Der Trierer Jung ist jetzt ein Saarländer

Der Trierer Jung ist jetzt ein Saarländer

Der Trierer Paul Linz ist neuer Trainer von Fußball-Oberligist Borussia Neunkirchen. Am Samstag unterschrieb der Fußball-Lehrer einen Vertrag bis Rundenende beim Tabellenelften der Oberliga Südwest.

Neunkirchen. (zen) "Wir wollen das Borussen-Schiff wieder auf Kurs bringen", sagte Martin Bach, der Leiter des Spielausschusses des Fußball-Oberligisten Borussia Neunkirchen am Samstagmittag. Bei einer Pressekonferenz des saarländischen Traditionsvereins stellte der neu formierte Vorstand den ehemaligen Zweitliga-Trainer Paul Linz als Nachfolger des am Donnerstag entlassenen Kurt Knoll vor.
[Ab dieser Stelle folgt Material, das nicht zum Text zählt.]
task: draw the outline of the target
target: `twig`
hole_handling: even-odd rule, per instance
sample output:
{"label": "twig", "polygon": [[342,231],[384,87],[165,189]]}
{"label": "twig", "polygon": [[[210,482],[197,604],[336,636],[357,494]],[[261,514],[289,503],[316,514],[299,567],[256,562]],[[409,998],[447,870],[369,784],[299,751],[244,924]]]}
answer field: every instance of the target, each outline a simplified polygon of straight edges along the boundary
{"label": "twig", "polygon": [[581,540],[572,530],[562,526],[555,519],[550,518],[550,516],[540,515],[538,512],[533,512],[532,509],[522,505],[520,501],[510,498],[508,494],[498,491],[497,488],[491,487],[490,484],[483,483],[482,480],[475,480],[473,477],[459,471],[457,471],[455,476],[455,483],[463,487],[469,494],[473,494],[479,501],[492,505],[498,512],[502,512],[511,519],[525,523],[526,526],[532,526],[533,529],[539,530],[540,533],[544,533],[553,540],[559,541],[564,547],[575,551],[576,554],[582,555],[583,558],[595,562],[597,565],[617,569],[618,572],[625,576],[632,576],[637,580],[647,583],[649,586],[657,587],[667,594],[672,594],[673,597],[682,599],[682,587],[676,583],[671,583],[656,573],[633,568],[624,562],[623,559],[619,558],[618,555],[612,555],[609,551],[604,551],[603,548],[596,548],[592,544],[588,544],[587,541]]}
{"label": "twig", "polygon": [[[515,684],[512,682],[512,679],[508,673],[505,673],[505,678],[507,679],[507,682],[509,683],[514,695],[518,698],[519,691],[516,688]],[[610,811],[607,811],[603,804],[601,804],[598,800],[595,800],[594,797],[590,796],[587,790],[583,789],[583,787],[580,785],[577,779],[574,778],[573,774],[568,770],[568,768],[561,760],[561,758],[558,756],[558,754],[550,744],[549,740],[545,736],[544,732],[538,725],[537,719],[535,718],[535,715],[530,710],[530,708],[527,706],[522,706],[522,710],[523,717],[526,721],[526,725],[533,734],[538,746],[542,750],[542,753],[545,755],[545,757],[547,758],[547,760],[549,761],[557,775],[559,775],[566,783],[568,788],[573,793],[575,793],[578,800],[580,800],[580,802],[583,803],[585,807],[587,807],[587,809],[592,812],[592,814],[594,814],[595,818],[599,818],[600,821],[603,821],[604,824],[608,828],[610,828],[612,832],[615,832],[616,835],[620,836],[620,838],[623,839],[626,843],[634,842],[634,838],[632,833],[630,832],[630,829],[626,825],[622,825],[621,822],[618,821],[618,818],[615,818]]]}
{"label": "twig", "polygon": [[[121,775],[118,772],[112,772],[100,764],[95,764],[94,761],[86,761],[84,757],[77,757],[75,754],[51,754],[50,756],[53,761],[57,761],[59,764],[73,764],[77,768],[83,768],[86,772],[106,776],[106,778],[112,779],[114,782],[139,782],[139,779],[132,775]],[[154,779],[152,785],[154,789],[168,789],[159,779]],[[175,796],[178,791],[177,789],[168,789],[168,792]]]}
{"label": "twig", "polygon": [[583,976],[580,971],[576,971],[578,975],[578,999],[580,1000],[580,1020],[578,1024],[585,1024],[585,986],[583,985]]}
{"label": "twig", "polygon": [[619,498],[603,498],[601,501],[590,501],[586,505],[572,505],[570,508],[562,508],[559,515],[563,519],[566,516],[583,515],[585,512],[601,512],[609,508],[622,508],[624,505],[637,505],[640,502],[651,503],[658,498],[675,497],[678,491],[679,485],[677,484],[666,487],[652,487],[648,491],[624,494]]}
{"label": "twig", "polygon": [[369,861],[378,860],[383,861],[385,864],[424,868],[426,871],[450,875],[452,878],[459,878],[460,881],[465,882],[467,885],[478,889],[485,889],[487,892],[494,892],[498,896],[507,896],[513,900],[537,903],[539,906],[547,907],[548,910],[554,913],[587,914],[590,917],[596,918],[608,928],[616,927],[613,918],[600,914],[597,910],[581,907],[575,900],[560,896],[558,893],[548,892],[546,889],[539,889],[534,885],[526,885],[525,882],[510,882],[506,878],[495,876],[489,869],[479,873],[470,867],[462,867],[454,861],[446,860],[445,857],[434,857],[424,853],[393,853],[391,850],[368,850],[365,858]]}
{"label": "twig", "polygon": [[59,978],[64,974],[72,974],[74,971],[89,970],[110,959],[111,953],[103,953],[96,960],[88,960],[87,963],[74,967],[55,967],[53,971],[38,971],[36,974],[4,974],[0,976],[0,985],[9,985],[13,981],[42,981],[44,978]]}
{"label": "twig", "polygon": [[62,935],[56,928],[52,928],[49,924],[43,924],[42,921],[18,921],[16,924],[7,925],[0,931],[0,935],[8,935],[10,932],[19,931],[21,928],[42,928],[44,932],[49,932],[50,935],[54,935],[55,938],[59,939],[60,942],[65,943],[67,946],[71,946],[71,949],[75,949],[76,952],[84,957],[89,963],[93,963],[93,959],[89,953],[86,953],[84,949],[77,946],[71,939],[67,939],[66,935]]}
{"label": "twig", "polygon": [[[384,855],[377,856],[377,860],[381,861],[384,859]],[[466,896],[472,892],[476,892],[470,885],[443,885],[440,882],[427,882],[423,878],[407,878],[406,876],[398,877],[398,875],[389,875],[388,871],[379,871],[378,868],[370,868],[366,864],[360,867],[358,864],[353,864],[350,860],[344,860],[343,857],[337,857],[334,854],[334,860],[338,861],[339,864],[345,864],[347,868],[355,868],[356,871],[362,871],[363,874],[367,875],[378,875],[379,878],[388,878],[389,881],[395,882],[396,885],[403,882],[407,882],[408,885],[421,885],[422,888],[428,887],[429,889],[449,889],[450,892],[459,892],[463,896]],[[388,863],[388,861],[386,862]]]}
"Der neue Vorstand hat mit mir noch keinen Kontakt aufgenommen", sagte nicht Linz, sondern der Sportkoordinator der Borussia, Yilmaz Örtülü, nach der Pressekonferenz zur Vorstellung des neuen hauptamtlichen Trainers. Dort war Örtülü nicht anwesend, obwohl er laut Martin Bach, dem Leiter des Spielausschusses, "weiter im Amt" ist. Von der Entlassung Knolls und der Verpflichtung von Linz erfuhr der 30-Jährige nach eigenen Angaben dank eines Anrufs von Knoll und aus der Zeitung: "Beides wurde nicht mit mir abgesprochen."

Mit Paul Linz hat der neue Vorstand gesprochen. Und sich mit ihm auf so etwas wie einen Zwei-Jahres-Plan geeinigt: "Wir wollen in ein bis zwei Jahren aufsteigen. Ich komme nicht hierher, um in der Oberliga um Platz fünf zu spielen", sagte der Trierer bei seiner Vorstellung und begründet seine Entscheidung, an Bord des Borussen-Schiffs zu kommen, mit den Worten: "Wir können hier noch viel erreichen. Im Moment ist der Verein ziemlich weit unten, und da kann man vieles gut machen."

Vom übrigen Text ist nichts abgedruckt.